As we made it to the summit, we both hooted and hollered loud enough for Alan to hear us. We were both tired, but very happy we had made it to the top. After the requisite hero shots, we rapped off the summit and across the crevasse to the top of the 4th pitch. At this point we were in full sun and were out of water. Barry was visibly exhausted and I’m sure I didn’t look much better. I tied our twin ropes together with a triple fisherman’s knot and Barry began rapping the route. After one long and two short rappels we were on the ground looking at a grinning Alan who was obviously happy to see us.
(Alan continues:) It was now 6:30 pm. After their rappels, I could see that they were obviously exhausted and dehydrated, especially Barry. The long day, plus the stress of leading every loose, run-out pitch created a zombie-like character which I had never seen before in him. They had run out of food and water and were both sort of grumpy. So, I allowed them to rest while I sorted the gear, ropes, etc, so we could get out of there before dark. We still had at least two rappels and a nasty bushwhack to negotiate before we could get back to the car. Also, we were worried that our hotel reservation would be canceled because we had not checked in before 6:00 pm. There was no way we could camp again because we had to be in Durango by 7:00 am so Barry could catch the train to his next climb.
Anyway, we began to descend. Luckily, Jackie just happened to bring along her ankle brace which was a veteran of many ankle and leg injuries over the past couple of years. So with the ankle brace and high-top approach shoes, my foot was stabilized well enough so I could move relatively quickly. We had to do two raps and I happily did all the setting up while watching my zombie-like companions observe my work. On the final rappel, I cussed pretty loudly while rocks zoomed by my head after a shifting rappel rope continued to dislodge loose rock. An hour and a half later, we were back at the car and packing up, totally spent after 14 hours on the mountain.
A lot of lessons were learned that day. First, we totally underestimated Chimney Rock. After all my research into this climb, I failed to see that the reason why there was not more info on it was because it is such a shitty climb and nobody does it very often. Second, given the close proximity of our campsite and parking, we all figured that our approach would be fairly short as opposed to the four hours that it actually took us. And finally, we did not take enough food, water, or first aid supplies.

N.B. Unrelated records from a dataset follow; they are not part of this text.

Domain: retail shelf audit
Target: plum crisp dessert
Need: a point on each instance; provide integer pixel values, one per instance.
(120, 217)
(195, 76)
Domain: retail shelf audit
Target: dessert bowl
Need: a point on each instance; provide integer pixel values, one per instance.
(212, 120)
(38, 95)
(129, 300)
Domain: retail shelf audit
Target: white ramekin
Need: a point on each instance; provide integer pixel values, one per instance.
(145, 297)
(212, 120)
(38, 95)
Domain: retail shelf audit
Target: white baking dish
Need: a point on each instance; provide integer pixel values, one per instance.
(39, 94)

I had been seduced by Chimney Rock. I was so enthralled by the idea of climbing this beautiful mountain, that I had failed to follow one of the basic rules of climbing: Show respect for the mountain, the conditions, and the situation. We had underestimated Chimney Rock and had paid for it.

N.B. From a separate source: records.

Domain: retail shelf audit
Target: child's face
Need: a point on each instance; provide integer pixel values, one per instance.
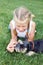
(21, 26)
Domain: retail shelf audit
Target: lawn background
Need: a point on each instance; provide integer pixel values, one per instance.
(6, 10)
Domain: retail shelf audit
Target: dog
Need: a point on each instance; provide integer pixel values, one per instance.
(33, 47)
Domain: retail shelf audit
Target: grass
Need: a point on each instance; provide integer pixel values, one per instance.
(6, 10)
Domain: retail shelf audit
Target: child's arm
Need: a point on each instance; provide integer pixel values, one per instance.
(13, 40)
(32, 32)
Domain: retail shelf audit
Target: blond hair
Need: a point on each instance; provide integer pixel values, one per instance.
(22, 14)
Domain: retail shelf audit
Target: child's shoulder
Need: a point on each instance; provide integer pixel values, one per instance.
(32, 23)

Barry is probably one of the most courageous climbers I know. Like Chimney Rock, he has climbed some of the most heinous backcountry shit you can imagine......usually solo. His final statement after we got back to the car was, “Had I known what I know now, I would have never come near that mountain.” We all agreed. However, I can’t help being still drawn by this mountain, especially since I feel cheated. Again....I am being seduced by Chimney Rock and want to go back and take care of some unfinished business.